If you are only moving the data from MATLAB to C occassionally, the easiest thing would be to write it to a binary file, then read from the file in C. This of course leaves the C code completely independent of MATLAB.
This does not have to be that messy if your data structure is just a cell array of regular arrays, e.g.
a{1} = zeros(1,5);
a{2} = zeros(1,4);
You could just write a header for each cell, followed by the data to the file. In the above case, that would be:
[length{1} data{1} length{2} data{2}]
In the above case:
5 0 0 0 0 0 4 0 0 0 0
If the arrays are 2D, you can extend this by writing: row, column, then the data in row-major order for each cell.

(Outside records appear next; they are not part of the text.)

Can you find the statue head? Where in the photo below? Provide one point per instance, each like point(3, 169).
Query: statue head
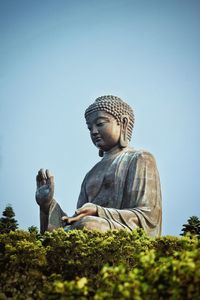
point(120, 113)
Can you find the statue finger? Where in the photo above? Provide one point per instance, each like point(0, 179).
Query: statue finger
point(42, 176)
point(38, 181)
point(75, 219)
point(50, 178)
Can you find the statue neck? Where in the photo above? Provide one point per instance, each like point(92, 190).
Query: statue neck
point(114, 151)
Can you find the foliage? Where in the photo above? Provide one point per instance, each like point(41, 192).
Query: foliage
point(93, 265)
point(8, 222)
point(192, 226)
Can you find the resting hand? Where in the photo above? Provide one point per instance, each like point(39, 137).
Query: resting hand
point(45, 189)
point(88, 209)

This might not be entirely convenient, but it should be simple enough. You could also save it as a .mat file and read that, but I would not recommend that. It is much easier to put it in a binary format in MATLAB.
If you need to move the data more frequently than is convenient for a file, there are other options, but all I can think of are tied to MATLAB in some way.
You should use mex files:
http://www.mathworks.fr/support/tech-notes/1600/1605.html
If the two processes need to connect during their lifecycle, you have plenty of options:
Compile Matlab DLL.
Use Matlab Engine.
Compile MEX file (as #Oli mentioned earlier)
If the communication is offline (After Matlab closes, C++ starts to read), then you should use filesystem. Try to format it in XML, it is a well recognized standard.